Last year, Cook's Illustrated put out a great holiday baking issue, which included an article on soft, chewy molasses spice cookies. They (a team of highly specialized taste testers), instead of me, spent the time and money and came up with a great recipe. What I love so much about Cook's Illustrated is their breakdown of each ingredient, and how it relates to flavor and texture. So even if you don't share similar tastes with regards to their end product, you can alter the recipe based on their analysis of each ingredient.

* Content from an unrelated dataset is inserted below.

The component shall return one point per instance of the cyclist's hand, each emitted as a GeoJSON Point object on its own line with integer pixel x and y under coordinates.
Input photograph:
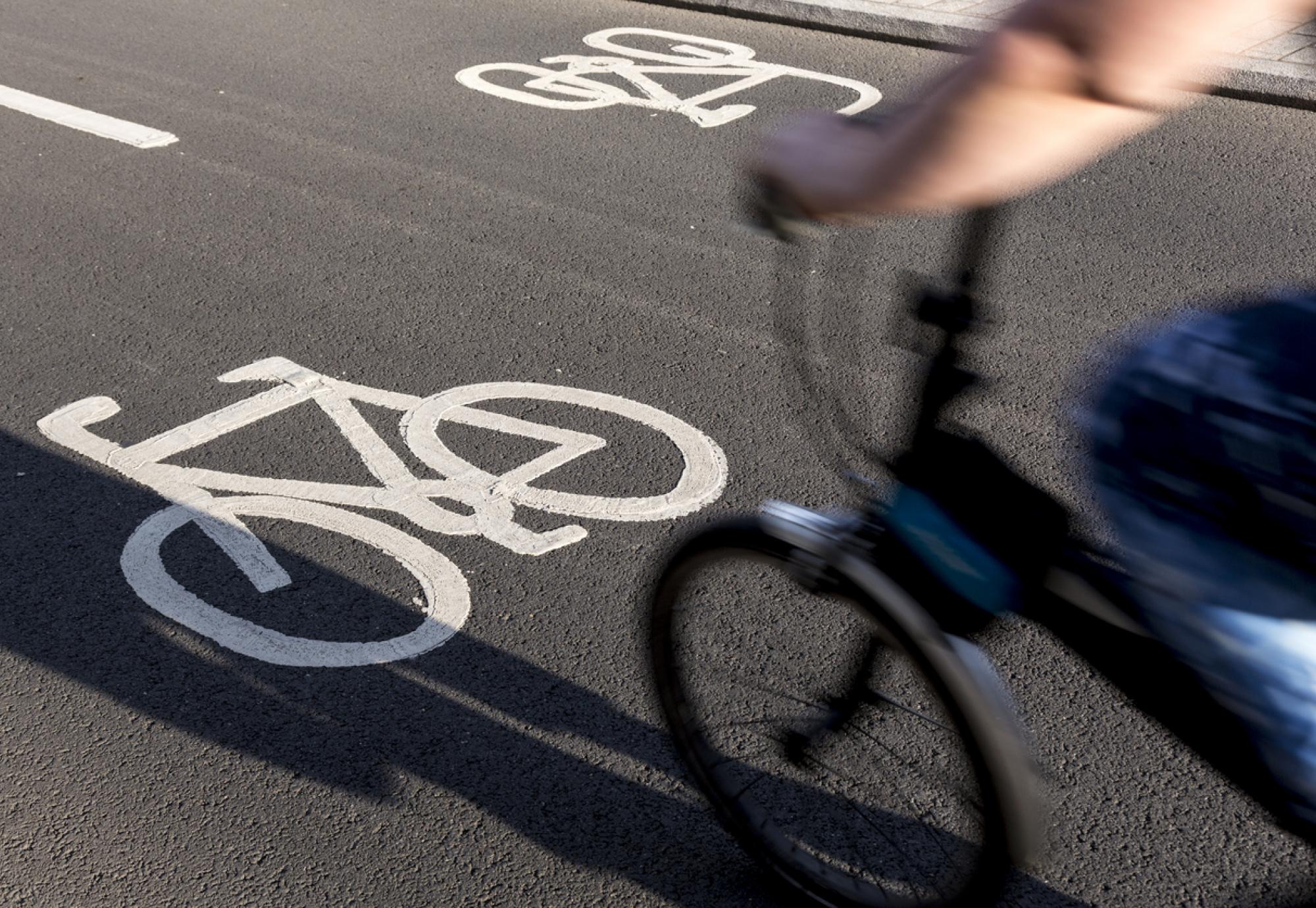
{"type": "Point", "coordinates": [823, 163]}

Molasses is the dominant flavor in this cookie. Cook's Illustrated gives a breakdown of 5 common molasses and how their flavor contributes to the overall taste. Most tasters preferred dark molasses over blackstrap, due to its lighter flavor. I'm not particularly fond of that intense blackstrap flavor either, but you could always use blackstrap if that is what you prefer. Personally, I liked the sound of Brer Rabbit full flavor - imparting a smooth molasses flavor without a trace of bitterness - so went with that one.

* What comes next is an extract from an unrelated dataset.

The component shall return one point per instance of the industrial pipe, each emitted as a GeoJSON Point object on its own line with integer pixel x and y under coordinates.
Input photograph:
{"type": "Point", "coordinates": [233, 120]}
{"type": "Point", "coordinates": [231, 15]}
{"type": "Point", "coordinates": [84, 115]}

I chose to use all dark brown sugar for its flavor. Cook's Illustrated suggested using a combination of brown and white sugar, the brown intensifying the molasses flavor, and the white acting as a spreading agent, allowing the cookies to have an even thickness without being puffy.
The egg whites in this recipe cause the cookie to have a cake-like crumb, while being more dry and firm. Thus I added one egg yolk for this recipe. I also altered most of the spice ratios from their recipe, in particular adding more ginger and cloves. I followed their exact instructions for baking, which I have included below. The cookies turned out just as I hoped. Soft, chewy, and gingery. I think I might just make these cookies all year round, they are that good(!)
SPICED GINGER COOKIES WITH MOLASSES RECIPE (print)
makes 40 cookies
recipe method adapted from Cook's Illustrated Holiday Baking
notes: these cookies should look raw and slightly under baked when you take them out of the oven. They should also have distinct cracks on the tops. This is ideal for that soft chewy texture.
2 1/4 cups all purpose flour
1 1/2 tsp baking soda
2 1/2 tsp ginger
1/2 tsp cinnamon
1/2 tsp ground cloves
1/4 tsp ground nutmeg
1/2 tsp salt
3/4 cup (12 tbsp) unsalted butter, room temperature
1/2 cup dark brown sugar
1/4 cup white granulated sugar
1 egg yolk
1 tsp vanilla
1/2 cup molasses (Brer Rabbit Full Flavor)
1/4 cup evaporated cane juice sugar
Preheat the oven to 375ºF. Reposition the oven rack to the middle.
Line a baking sheet with parchment paper.
In a large bowl, combine the flour, baking soda, spices, and salt with a whisk. Set to the side.
In the bowl of a stand mixer fitted with the paddle attachment, beat the butter with the dark brown and white sugar on medium speed until light and fluffy - 3 minutes.
Add the egg yolk and vanilla and beat on medium speed until combined - 20 seconds.
Reduce the speed to low and add the molasses. Mix until combined - 20 seconds.
With the stand mixer on the lowest setting, slowly add the flour and mix until just combined - until you can no longer see any white flour. You will likely need to stop the mixer and scrape down the sides with a spatula.
With a 1 3/4" melon baller, scoop enough dough to fill the scoop and then scrape the remaining dough so that the bottom is flat - resembling a half circle. Plop the dough into your hand, flat side facing down, and sprinkle the evaporated sugar on top. Enough to fully coat. Place the cookies onto the baking sheet, flat side facing down, 2 inches apart.
Place the baking sheet into the oven and bake for 11 minutes, rotating half way through. Remove from the oven and let cool for 5 minutes. Then transfer the cookies, using a metal spatula, to a cooling rack.
Cookies can be stored in an airtight container for 5 days, or in the freezer for 6 months.